We have 4 fabulous exercises in the pipeline for you guys to try & test out for yourselves. Both Dante & Coco will be put to the test themselves, between the both of them they have had some significant time off over the last few weeks so it shall be an interesting dynamic!

So Feast your eyes below on our first simple, yet effective exercise to ease everyone back into some light work. 

What you Will Need?

For starters you will need an arena or an open field & 12 Ground poles. Set the poles up 3 a piece. See the diagram below.

I set up the poles with the distance of 4.5 footsteps in between, this may need to be adjusted to 4 footsteps for ponies, or if you intend on your horse to stretch, I would do 5 footsteps in between. 

 If you wish to make the exercise that bit more difficult, you can add in wings to make the trot poles into raised trot poles, or if you have them you can use cavletti poles. 

What this Exercise is Good For?

  • Control in your pace
  • Accuracy on approach to your poles
  • Maintaining a consistant rhythm

How To Ride this Exercise

  • Firstly, I would recommend a good warm up before you start, especially if your horse has been off over Christmas. From being in that little bit more over the winter months & being in the stable, getting them warmed up properly before any intense work is vital to ensure no injuries are picked up. 
  • I Focused on a lot of transition work before doing this exercise. With their being a lot of bending around your leg and keeping the consistant rhythm getting your horse to listen to you and your aids is vital. 
  • Start this exercise by approaching each set of poles singularly, a set of 3 at a time. As your horse begins to get into a steady rhythm, and starts to flow through the corners, then you can start piecing the “Pole course” together. See diagram below.
  • Focus mainly on not letting your horse fall in on the corners as you ride around the bends to your trot poles. Use your inside leg to support him around the corners, making sure not to drop your own shoulder as you ride around. 
  • Once you feel confident with your horse going over more than 2 sets of trot poles, then you can begin to piece the entire course together. See the diagram below to see the layout of the course I done.
  • You can see by my video over on our Instagram Page that Dante was quite hesitant and was putting in that extra half step before he went over the poles, this was mainly due to me holding him and not letting him drop the contact on approach. I intentionally done this,  he is the worst for trying to grab and pull the contact from my hands and using this simple trot pole exercise to get him thinking and holding himself together that bit better is a perfect way to start.

Sometimes, the simple exercises are the most effective, this infact really made me aware of how much I tend to let Dante grab the contact from my hands, and how I need to focus more on maintaining an even more consistant contact continually instead of stopping and starting. 

Perfecting these small bad habits over exercises that may seen simple will in the long run really stand to you when it comes to jumping a course of fences or when it comes to learning more complicated flat work techniques. 

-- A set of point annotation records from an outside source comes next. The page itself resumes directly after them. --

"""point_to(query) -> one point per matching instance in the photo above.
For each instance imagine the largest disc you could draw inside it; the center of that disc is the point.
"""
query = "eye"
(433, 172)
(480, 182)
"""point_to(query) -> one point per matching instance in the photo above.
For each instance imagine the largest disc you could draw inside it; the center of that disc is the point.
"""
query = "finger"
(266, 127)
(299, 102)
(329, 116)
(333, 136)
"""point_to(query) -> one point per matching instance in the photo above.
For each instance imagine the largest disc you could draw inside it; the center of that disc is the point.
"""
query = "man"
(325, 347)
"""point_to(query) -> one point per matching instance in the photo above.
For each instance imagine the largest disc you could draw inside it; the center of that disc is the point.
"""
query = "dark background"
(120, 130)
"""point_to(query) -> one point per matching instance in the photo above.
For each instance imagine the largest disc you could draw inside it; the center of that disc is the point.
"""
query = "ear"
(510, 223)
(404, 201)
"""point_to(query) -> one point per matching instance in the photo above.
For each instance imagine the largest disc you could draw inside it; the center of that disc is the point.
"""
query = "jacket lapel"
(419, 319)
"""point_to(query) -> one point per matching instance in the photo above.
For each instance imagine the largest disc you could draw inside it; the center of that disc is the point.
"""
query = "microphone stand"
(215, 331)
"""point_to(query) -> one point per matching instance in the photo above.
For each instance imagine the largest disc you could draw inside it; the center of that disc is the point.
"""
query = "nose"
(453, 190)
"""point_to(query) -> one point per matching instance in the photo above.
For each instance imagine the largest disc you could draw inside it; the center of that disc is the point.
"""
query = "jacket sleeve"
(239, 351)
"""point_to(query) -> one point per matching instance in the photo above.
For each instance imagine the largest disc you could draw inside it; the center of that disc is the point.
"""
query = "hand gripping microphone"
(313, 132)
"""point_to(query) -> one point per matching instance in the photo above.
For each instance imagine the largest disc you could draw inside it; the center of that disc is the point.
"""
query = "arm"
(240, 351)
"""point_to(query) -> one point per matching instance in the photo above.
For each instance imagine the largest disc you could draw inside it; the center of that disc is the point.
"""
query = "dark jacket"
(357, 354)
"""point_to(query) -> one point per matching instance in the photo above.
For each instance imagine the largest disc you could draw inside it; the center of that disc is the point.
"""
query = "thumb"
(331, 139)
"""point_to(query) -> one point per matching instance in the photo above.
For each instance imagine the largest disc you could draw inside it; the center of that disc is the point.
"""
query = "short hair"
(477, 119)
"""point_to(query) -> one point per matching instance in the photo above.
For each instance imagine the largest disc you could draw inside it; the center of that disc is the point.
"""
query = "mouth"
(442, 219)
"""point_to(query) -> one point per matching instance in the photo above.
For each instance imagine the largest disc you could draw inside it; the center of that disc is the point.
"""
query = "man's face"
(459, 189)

Give this exercise a go, it was one that really brought some of mine & Dante’s flaws to light. If your posting on Instagram so we can keep track of everyone’s progress Make sure to tag us & mention the #UltimateJanuaryExercise hashtag

 We can all get fit together, with some great encouragement from one another, its about time the Horse Industry starts building people up with positive comments rather than the negative! 

Be sure to leave your comments below or any riding tips I missed out on that you think will be helpful! 
As always, thank you for Reading & Happy New Year!